The Arts - Literature

The Bengali Renaissance threw up a number of literary giants who contributed to the pattern of Bengali thinking. The tradition persists so that all year round in Calcutta and other areas in Bengal, and especially during the book fairs, the bookstalls flood over to the pavements with books, written by renowned as well as amateur writers.

The writing that characterizes the renaissance was essentially lyrical, and its appeal gives the outsider an insight into the romantic strain in the Bengali nature. Bengali developed as a very soft and beautiful language which not only reflected the new stirrings of nationalism but also expressed the subtler nuances of human emotion.

Shri Rabindranath Tagore is the greatest inspiration and best-known among the contributors to India’s international reputation from the world of literature. To give expression to his ideals, Tagore founded a university at Shantiniketan in Bengal dedicated to the creative and performing arts of India, where amidst the most idyllic surroundings, Tagore’s legacy still lives on and it still possesses that air of gentle calm which pervades so much of Tagore’s work.

It was at Shantiniketan that Tagore wrote Gitanjali, which is acknowledged as his masterpiece. He had written a great deal besides, essays, novels and plays, but it is his poetry that is sublime. Gitanjali(an offering of songs)compounded the peculiar Bengali outlook of life into verse. Without a knowledge of the Bengali language or a real understanding of Indian music, it is impossible to do justice to his works. Some of his songs and poems were written in English or have been translated but one is always warned that to base any assessment of them on the English would be to do the Bengali Shakespeare a grave injustice.

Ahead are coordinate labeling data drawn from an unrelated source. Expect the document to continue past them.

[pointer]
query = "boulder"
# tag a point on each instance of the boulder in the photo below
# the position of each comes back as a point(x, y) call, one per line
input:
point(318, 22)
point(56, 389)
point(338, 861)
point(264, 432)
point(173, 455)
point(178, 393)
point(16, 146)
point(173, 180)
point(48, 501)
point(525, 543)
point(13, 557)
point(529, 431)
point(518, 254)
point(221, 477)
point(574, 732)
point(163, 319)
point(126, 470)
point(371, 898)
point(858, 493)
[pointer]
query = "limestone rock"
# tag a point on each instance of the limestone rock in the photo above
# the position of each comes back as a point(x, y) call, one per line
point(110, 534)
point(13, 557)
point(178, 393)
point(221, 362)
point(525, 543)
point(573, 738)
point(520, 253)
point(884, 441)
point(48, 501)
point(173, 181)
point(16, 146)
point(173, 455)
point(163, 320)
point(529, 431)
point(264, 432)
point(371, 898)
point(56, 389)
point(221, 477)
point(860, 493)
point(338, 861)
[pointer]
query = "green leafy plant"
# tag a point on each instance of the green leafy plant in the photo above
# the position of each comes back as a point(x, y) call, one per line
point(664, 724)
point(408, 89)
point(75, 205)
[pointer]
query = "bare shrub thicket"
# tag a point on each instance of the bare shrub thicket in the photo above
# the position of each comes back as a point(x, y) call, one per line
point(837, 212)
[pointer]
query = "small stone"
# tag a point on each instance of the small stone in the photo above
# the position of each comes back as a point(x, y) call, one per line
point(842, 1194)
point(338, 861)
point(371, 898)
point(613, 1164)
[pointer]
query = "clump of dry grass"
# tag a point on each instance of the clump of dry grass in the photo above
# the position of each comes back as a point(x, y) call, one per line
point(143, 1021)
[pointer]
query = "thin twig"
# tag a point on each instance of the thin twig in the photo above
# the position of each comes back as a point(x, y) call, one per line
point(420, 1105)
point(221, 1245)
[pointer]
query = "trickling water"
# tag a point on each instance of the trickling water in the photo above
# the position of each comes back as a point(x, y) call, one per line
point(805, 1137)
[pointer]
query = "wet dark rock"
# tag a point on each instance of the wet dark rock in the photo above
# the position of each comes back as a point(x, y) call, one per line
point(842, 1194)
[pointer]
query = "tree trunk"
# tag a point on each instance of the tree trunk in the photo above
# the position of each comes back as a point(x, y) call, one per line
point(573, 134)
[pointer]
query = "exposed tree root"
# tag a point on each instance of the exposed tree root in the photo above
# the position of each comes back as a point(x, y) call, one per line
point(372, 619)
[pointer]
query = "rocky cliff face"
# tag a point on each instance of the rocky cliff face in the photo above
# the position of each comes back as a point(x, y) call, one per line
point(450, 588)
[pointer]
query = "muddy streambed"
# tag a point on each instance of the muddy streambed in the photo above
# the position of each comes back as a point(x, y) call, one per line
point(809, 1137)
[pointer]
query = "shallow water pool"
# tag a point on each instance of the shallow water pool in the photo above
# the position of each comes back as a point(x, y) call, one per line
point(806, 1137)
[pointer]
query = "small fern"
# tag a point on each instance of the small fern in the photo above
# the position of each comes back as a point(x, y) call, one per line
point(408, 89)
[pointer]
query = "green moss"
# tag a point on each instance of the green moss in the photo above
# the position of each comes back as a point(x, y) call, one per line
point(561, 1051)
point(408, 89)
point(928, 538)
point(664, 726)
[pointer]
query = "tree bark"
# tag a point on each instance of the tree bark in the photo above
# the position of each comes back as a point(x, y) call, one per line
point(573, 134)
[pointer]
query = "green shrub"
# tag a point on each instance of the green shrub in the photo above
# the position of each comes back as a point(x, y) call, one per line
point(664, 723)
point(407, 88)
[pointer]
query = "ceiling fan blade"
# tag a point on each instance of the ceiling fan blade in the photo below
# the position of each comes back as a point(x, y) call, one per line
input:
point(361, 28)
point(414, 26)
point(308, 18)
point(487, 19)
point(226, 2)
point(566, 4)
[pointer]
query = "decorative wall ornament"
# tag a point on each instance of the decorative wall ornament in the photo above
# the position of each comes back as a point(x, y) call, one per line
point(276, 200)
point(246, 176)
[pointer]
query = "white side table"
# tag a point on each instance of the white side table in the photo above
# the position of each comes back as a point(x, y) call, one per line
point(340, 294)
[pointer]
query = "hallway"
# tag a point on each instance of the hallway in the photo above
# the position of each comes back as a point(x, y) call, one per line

Of contemporary Bengali writers there is no shortage. The English newpapers from news to correspondence seem to be exclusively written by Roys and Rays, Mukherjis and Chatterjis or Das(es) and Boses, etc. For stylistic achievement coupled with a typically Bengali contentiousness, one need look no further than the work of Nirad Chaudhari. Every theme has to be justified, every omission explained and every slight anticipated.As the popular saying goes, "The pen is mightier than the sword" and where else could this be proved to be more true than Bengal. Over the period of centuries, Bengal has given birth to numerous writers and poets who have with their powerful strength of words heralded a new world. They were the beginners of modern Bengal and much of their contributions are acclaimed today, to be one of the best in the history of literature.The brave writers and poets had shocked the modern world with their revolutionary thinking and still are the major influences in shaping the present day Bengal and India. For the Bengali, the pen is a sword and the spoken word a missile. Of subtlety, there is plenty but it is the intensity one senses most.